Tears came into her eyes and moistened the veil she hurriedly unwound. She tore off her wraps, and laid her hat on the hall tree. She rubbed her palms briskly together, pressed her fingers to her hair and her temples, and then:
“I’ll go to him at once.”
She started for the stairs, but paused there, leaning wearily on the baluster.
“What is it, Doctor, tell me?”
“Well,” the medical man said, “a general collapse. He was out Wednesday, and it rained, and he caught cold. Thursday he developed a bad attack of the grippe—and his heart action is weak, you know. He would not give up.”
“No, that was like him,” said Emily, as people always say of their loved ones at such a time, in the effort to recognize their strong qualities ere it be too late.
“He would not give up until Friday, but I made him go to bed then.
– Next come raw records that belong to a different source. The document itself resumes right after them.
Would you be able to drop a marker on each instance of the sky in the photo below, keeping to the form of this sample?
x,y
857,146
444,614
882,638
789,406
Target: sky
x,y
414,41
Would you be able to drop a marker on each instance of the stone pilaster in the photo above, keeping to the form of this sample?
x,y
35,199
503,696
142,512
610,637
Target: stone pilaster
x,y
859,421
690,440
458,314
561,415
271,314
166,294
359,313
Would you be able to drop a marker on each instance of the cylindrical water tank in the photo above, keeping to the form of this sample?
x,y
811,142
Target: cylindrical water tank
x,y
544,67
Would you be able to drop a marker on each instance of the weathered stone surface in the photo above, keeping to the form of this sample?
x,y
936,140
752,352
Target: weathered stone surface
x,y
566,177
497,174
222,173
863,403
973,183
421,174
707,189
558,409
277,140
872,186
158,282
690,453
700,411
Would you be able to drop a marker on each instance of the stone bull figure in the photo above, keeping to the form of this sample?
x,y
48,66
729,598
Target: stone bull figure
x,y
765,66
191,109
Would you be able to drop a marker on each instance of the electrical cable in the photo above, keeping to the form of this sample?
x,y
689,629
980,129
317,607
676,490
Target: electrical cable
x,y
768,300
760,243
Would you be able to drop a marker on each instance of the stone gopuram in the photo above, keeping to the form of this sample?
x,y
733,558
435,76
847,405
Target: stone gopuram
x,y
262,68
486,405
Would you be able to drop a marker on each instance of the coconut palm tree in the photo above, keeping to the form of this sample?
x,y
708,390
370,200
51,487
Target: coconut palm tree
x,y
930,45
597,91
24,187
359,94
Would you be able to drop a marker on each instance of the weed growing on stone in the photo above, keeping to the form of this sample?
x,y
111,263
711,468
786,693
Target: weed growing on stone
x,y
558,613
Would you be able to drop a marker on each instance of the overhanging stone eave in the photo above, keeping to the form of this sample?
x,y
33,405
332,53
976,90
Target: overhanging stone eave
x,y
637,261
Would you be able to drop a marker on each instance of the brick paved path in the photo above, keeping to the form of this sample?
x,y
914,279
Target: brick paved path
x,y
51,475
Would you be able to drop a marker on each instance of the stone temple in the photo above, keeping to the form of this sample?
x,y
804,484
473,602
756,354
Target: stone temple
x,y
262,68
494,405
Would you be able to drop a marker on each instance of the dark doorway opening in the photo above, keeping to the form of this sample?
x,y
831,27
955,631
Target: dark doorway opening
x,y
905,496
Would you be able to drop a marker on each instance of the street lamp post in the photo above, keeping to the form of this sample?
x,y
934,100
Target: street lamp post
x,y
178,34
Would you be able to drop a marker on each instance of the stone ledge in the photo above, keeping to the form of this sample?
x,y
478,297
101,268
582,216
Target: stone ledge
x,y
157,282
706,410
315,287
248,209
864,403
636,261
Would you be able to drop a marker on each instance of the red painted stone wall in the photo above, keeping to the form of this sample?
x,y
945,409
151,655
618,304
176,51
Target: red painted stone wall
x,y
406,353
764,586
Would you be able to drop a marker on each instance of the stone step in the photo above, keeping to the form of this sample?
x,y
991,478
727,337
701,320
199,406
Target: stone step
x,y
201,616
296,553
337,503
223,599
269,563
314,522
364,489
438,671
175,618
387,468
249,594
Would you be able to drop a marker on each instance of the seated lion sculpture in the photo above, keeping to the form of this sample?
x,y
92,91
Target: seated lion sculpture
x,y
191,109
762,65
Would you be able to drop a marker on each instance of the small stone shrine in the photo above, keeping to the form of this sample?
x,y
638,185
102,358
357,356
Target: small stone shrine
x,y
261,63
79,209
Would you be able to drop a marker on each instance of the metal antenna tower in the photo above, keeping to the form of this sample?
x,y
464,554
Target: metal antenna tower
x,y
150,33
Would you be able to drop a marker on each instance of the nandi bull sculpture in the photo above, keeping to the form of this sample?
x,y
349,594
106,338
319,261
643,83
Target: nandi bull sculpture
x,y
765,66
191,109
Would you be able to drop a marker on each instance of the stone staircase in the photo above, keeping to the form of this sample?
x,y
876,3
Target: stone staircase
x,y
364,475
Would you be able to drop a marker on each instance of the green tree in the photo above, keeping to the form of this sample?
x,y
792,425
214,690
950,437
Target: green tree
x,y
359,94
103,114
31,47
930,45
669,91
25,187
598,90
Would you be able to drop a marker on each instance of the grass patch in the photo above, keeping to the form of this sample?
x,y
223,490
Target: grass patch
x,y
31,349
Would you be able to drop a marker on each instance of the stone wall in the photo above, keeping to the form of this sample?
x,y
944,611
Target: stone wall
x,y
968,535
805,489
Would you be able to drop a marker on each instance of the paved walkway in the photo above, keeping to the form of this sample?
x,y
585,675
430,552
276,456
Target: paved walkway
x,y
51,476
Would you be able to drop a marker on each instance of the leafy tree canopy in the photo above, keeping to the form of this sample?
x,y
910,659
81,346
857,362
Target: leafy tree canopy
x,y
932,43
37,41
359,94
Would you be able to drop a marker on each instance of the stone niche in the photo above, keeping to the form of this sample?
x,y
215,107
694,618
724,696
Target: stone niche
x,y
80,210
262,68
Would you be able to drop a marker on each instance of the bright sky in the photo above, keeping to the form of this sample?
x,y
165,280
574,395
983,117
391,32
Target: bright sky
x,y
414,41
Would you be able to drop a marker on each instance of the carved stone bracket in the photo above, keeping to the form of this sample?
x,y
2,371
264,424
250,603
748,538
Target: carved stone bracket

The next day I feared his lungs were involved—he did not wish me to send for you.”
Emily was blinking back her tears.
“But I thought it best. He will improve now, I am confident, and if we can control the pulmonary difficulty, I am sure of it.”
She had turned and hastily gathering her skirts, ran up the stairs. She hesitated a moment in the doorway of his room, and by the dim light of the tiny star of gas saw the outlines of the form under the white counterpane. She fluttered across to the bed, and sank softly beside him. She laid her hand on his hot dry brow.
“Father—I’ve come.”
The old man stirred and tried to turn his head.
“I’m glad,” he said. “It was a long ways.”
“I’m going to nurse you, and make you well,” she said with a cheer in her voice of which her heart was void.
The doctor pleaded for a trained nurse, but Emily, with the old-fashioned prejudice of women,indignantly refused, as though the mere idea involved some reflection upon her own powers, and her own constancy. For a week she watched by his side, and waited on him, taking his temperature hourly, and keeping a clinical chart like those she had seen in the hospitals, in the old days of her charities, determined that the lack of a trained nurse should not be felt. And then the congestion in his lungs passed, he breathed easily once more, his fever broke, and he lay, weak and faint, but smiling at her.